I suppose I’m a relative latecomer to poetry having only started to appreciate it in the last couple of years. I don’t recall ever reading poetry at school, and, perhaps unconventionally, it was the use of poetry in films that piqued my interest.
This was followed by finding a book of The Nation’s Favourite Poems at a relatives house over Christmas which made me realise that I was aware of more poetry than I realised, and also that poetry was more accessible than I had previously thought.
High Flight by John Magee has quickly become a favourite of mine. I had always thought that it was much older than it actually is, and that it was more metaphorical in its view of flight. I was surprised and delighted to find that it was written by a WW2 fighter pilot about his love of flying.
It’s a wonderfully eloquent description of the joy flying brought him; made tragic when you learn that he died shortly after writing it – it was in the last letter his parents received from him.
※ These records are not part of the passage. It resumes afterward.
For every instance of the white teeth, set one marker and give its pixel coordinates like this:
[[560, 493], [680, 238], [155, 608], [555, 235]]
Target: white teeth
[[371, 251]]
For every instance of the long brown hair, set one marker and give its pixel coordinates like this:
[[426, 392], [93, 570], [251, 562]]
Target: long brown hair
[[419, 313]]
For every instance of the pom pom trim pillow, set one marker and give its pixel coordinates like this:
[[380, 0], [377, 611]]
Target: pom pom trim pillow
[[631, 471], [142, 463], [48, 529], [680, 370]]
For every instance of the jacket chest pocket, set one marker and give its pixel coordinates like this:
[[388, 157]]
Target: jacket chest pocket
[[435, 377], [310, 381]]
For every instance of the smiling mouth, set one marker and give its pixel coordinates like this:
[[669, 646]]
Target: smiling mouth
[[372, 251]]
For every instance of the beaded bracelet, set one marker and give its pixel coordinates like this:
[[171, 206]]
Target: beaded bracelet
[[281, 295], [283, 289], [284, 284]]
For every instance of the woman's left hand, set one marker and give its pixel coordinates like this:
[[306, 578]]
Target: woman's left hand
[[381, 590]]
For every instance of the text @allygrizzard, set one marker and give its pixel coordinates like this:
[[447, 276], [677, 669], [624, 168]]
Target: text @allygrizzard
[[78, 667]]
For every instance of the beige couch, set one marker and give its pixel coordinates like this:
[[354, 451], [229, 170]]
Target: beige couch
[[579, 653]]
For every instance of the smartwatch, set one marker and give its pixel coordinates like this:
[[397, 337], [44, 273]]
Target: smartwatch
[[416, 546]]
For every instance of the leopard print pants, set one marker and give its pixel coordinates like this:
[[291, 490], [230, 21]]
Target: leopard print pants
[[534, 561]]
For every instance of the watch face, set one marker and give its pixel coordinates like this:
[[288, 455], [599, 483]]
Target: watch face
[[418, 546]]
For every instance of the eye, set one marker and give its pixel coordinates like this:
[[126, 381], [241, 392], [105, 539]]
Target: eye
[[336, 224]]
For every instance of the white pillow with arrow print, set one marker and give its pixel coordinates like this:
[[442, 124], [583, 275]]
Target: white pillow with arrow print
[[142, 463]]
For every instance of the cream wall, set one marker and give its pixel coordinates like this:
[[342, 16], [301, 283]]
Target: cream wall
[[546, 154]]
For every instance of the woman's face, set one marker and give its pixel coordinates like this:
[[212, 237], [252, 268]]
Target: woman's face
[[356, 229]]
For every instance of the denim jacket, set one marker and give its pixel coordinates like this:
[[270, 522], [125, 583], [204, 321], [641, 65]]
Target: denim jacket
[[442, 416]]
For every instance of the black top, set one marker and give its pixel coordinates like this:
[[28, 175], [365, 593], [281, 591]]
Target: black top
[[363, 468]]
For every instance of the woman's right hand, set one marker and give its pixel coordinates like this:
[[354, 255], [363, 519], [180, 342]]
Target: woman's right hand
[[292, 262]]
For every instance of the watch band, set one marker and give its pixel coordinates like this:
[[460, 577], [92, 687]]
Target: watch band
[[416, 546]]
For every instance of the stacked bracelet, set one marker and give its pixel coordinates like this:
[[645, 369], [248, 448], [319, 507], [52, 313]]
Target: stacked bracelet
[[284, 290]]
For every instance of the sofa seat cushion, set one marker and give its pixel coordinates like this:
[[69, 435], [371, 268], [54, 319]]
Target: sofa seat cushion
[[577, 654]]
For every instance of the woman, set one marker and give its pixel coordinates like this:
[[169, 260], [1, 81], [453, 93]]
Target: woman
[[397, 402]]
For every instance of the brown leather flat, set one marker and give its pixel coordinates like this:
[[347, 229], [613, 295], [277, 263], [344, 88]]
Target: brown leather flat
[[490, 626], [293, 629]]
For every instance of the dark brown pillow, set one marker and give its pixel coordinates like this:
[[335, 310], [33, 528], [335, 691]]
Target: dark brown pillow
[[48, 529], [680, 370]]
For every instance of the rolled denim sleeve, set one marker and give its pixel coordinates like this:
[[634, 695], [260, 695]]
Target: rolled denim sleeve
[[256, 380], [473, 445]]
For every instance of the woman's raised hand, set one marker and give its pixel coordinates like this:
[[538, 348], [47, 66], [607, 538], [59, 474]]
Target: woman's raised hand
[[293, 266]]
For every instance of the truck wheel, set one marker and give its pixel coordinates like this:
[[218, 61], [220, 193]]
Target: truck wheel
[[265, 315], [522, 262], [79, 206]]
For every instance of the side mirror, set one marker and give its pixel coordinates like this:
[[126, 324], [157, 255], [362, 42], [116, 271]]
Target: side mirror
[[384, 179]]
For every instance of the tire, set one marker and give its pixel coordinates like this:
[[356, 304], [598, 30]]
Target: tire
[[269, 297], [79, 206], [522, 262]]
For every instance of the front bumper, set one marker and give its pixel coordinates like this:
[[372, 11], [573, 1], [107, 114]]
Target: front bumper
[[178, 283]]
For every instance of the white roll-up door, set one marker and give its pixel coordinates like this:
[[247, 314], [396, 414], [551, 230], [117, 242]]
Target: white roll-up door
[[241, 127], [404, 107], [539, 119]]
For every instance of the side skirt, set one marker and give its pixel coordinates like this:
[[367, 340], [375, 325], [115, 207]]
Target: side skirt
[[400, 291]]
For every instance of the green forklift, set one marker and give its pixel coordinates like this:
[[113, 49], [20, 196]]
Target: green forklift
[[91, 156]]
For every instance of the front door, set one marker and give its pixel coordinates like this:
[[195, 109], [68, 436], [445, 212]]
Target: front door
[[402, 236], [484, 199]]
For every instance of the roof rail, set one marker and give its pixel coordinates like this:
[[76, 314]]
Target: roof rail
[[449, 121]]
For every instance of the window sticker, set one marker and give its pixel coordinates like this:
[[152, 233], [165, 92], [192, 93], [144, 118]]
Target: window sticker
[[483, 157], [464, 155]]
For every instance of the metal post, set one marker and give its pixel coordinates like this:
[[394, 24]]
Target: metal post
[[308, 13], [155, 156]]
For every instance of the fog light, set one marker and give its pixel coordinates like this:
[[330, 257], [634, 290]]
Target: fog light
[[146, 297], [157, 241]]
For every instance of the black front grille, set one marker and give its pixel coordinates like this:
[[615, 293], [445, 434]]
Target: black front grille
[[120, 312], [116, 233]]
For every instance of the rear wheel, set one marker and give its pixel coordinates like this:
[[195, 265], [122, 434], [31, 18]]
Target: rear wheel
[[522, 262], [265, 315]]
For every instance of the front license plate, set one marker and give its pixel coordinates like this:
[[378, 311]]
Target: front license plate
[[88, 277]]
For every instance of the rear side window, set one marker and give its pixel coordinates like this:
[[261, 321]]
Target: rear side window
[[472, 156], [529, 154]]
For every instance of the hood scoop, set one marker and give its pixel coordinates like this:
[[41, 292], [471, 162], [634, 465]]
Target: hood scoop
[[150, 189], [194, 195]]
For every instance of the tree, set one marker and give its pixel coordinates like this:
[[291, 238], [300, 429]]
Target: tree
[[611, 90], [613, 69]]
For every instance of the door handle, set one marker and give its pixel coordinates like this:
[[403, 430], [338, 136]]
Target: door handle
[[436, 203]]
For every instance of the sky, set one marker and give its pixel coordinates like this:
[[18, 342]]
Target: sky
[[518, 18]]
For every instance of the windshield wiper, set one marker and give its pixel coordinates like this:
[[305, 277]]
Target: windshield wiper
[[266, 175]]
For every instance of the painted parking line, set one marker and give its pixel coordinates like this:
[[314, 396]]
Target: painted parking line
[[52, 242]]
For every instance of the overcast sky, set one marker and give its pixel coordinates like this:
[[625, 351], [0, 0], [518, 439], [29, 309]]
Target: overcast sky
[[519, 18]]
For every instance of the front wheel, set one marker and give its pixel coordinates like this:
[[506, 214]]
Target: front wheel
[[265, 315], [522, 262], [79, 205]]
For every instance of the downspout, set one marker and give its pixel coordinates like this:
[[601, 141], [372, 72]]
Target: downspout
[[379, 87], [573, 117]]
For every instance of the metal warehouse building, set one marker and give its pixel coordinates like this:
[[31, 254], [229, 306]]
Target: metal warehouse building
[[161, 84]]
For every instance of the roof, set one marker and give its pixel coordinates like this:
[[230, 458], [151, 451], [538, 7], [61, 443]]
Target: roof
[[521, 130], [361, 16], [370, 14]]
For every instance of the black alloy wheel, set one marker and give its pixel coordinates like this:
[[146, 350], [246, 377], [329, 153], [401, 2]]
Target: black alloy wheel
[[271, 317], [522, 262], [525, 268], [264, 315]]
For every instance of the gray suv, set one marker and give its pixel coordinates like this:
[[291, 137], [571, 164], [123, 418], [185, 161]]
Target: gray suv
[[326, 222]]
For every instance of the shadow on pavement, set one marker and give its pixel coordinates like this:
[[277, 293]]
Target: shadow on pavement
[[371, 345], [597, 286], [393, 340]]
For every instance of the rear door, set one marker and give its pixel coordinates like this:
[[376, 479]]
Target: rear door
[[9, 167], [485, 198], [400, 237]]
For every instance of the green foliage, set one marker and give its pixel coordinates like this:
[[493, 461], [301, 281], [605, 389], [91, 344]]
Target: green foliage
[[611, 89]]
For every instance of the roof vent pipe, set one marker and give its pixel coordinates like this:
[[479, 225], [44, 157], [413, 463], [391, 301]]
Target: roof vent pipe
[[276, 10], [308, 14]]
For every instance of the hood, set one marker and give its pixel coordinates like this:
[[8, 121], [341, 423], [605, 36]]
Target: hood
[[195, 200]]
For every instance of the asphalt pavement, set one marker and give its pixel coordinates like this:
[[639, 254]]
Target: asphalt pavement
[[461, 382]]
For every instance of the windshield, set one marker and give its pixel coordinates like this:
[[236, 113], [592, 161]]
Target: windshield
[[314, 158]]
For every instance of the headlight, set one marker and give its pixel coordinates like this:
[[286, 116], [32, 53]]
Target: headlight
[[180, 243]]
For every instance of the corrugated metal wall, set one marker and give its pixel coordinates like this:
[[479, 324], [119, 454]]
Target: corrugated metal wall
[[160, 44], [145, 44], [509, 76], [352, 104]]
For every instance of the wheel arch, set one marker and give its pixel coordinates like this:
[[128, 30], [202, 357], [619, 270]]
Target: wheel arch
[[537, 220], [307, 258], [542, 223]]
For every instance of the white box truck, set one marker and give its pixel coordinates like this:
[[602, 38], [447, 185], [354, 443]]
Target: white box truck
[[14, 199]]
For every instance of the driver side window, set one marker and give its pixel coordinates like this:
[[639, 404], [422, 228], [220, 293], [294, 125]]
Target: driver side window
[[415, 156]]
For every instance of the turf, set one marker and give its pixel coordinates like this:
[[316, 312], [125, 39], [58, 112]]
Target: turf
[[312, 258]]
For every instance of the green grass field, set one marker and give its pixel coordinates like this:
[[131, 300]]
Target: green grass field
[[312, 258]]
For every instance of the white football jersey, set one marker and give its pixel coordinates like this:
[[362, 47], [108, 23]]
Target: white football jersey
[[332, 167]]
Oh! I have slipped the surly bonds of earth
And danced the skies on laughter-silvered wings;
Sunward I’ve climbed, and joined the tumbling mirth
Of sun-split clouds – and done a hundred things
You have not dreamed of – wheeled and soared and swung
High in the sunlit silence. Hov’ring there
I’ve chased the shouting wind along, and flung
My eager craft through footless halls of air.
Up, up the long delirious, burning blue,
I’ve topped the windswept heights with easy grace
Where never lark, or even eagle flew –
And, while with silent lifting mind I’ve trod
The high untresspassed sanctity of space,
Put out my hand and touched the face of God.